Every Day by David Levithan follows A, a being that inhabits bodies. Every day A wakes up in a new body and becomes part of someone else’s life. There is no family, no friends, and no routine for A. And then, A meets Rhiannon and A’s reality becomes something painful. A is in love and desperately wants to stay in the same body to be with Rhiannon. But, how can Rhiannon love A if she never knows who A is going to be each day?
I enjoyed this story for the most part. The concept is interesting and the story moved quickly enough to hold my attention. However, I did often find myself frustrated with the story. A is a wonderful protagonist and I was constantly rooting for A but things just never seemed to go the way that I wanted them to. While that doesn’t make for a bad book, I just had trouble getting really into the book because I was so frustrated at times.
As typical for David Levithan, Every Day is very well-written. Levithan does an excellent job of including necessary details and tying all the ends of the story together. I think he also did an excellent job of creating a wide variety of characters for A to inhabit. Each one was different yet believable. Levithan managed to represent an entire spectrum of teenagers with different background stories that clearly influenced the lives that A experienced.
Overall, I rated this book three stars. It is well-written and has a very interesting plot. The first fifty pages or so were very slow for me but I slowly found myself more involved and interested in the story. Check it out if you are looking for a quick, interesting read.
When fifteen year old Amelia Baron dies after falling from the roof of her prestigious Brooklyn private school, everyone assumes it is a suicide. Just a few weeks after her death, her mother, Kate, receives an anonymous text message suggesting that Amelia didn’t jump. It wasn’t a suicide. This revelation sends grieving, single-mother Kate on a whirlwind journey to reconstruct the last few weeks of Amelia’s life and find out what really happened to her daughter in Reconstructing Amelia by Kimberly McCreight.
This book had some tough subjects in it, including suicide, bullying, and homosexuality. However, I really enjoyed this book. While these are difficult subjects to talk about sometimes, it is reality for many of today’s youth. As a high school teacher, I see much of this play out in the lives of my students so I think this is a really relate-able book, especially for the young adult age group. Not only were the characters easy to relate to, the book was also very well written. The author does a fabulous job of engaging the reader in the story. It is fast-paced with lots of plot twists throughout the book. The author also does a great job of tying up all the loose ends in the book as well. The ending left me feeling satisfied rather than still asking questions.
Overall, I gave this book four stars. It was a book that kept me interested and gave me a lot to think about. If you like fast-paced mysteries, check this book out.

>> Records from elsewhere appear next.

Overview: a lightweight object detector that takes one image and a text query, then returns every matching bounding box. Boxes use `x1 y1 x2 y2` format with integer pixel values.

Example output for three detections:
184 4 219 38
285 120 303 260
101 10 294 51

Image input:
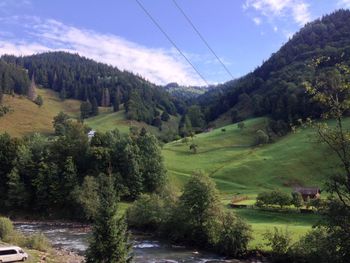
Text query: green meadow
163 118 344 249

Ed Kennedy is an underage cab driver who doesn’t have a whole lot going for him. He is in love with his best friend, Audrey, but she doesn’t seem to feel the same way. His mother can’t stand him and he lives alone with his coffee-drinking dog, the Doorman. Everything changes for him when the bank he just happens to be in becomes the site of a robbery. Ed acts heroically and foils the robbery. His name is in every paper and the would-be bank robber is not happy. At the trial, the robber tells Ed to watch out and vows to seek revenge after he completes his jail sentence. Ed just wants things to go back to normal. However, some one else has other plans for him. Shortly after the trial, Ed receives the first ace in the mail. A simple playing card with a cryptic message. Ed has been chosen to figure out the message and carry out his new duty.
This novel follows Ed as he discovers each message that he is supposed to deliver. This story kept me guessing the whole time. It is far from predictable and I really enjoyed each of the twists and turns. I also enjoyed the messages that Ed had to carry out. Essentially he was challenged to care about those in his community which is something the world, as a whole, could use a little more of.
Markus Zusak is probably most well-known for The Book Thief. If you have read and enjoyed that, then I would definitely suggest picking up I Am The Messenger. It felt a bit more fast-paced than The Book Thief but just as well written. One of my eleventh grade students actually recommended this book (and let me borrow it). I wasn’t sure what to expect when I first started reading it. I hadn’t heard anything about this book but it grabbed my attention quickly and drew me in. It ended up being one of those books that I couldn’t stop reading and was a little disappointed that it was over when I finished it. Overall, I rated this book with four stars.